Al Rashidiya is a Palestinian refugee camp on the coast just south of Tyre, in southern Lebanon. It has been home to around 18,000 exiled Palestinians for six decades now.

I visited Al Rashidiya with Lebanese social workers last year. They call the place the "downtown" of refugee camps in Lebanon, using the term for an upscale seafront district in central Beirut lined with outdoors cafes and nice restaurants and high-end designer stores.

Al Rashidiya is not like that, even though it is on the seafront, too.

The camp is built on a grid, and whichever alley you take you must go to the left or the right of the qanay, the open ditch that stretches down the length of each alley. Dug to drain rainwater, these seem to be filled with dirty water at all times.

Al Rashidiya's beige cement houses are almost all square, and average 80 square metres. Some house just two people; others have 10 or more. They all have small barred windows like those in prisons.

Abu Ahmed, dressed in a clean white shirt and black suit trousers, is sitting in front of his house sipping Turkish coffee. Additional white plastic chairs welcome anyone who wants to have coffee with him.

Mr Ahmed is 71, and has witnessed too many wars, lost too many friends and believed in too much rhetoric.

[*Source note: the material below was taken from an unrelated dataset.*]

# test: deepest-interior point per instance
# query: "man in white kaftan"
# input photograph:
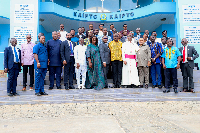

As a young man, he says, he was ready to lay his life down for the Palestinian Liberation Organisation. Back in those days young men and women vowed to bring back to the Palestinians all that had been lost.

He speaks of his heartbreak as the years passed and these young idealists aged and corruption became entrenched within the PLO and dreams of regained dignity collapsed.

His eyes sparkle as he speaks of the days Hamas emerged as a replacement for the PLO, as a new group of young men and women vowing to bring back to the Palestinians all that had been lost. This group's ideology was different from that of the PLO, but it shared the resistance agenda the PLO had once displayed.

Then his eyes dim, and he sighs. The new dreams of regained dignity have collapsed again. As the years passed this new group became corrupted, so hungry for power that they killed other Palestinians.

He speaks of his misery in watching the fight between the two factions in Gaza and the West Bank. He despises politics and politicians, and how those in power can force a shift in the livelihood of a given community.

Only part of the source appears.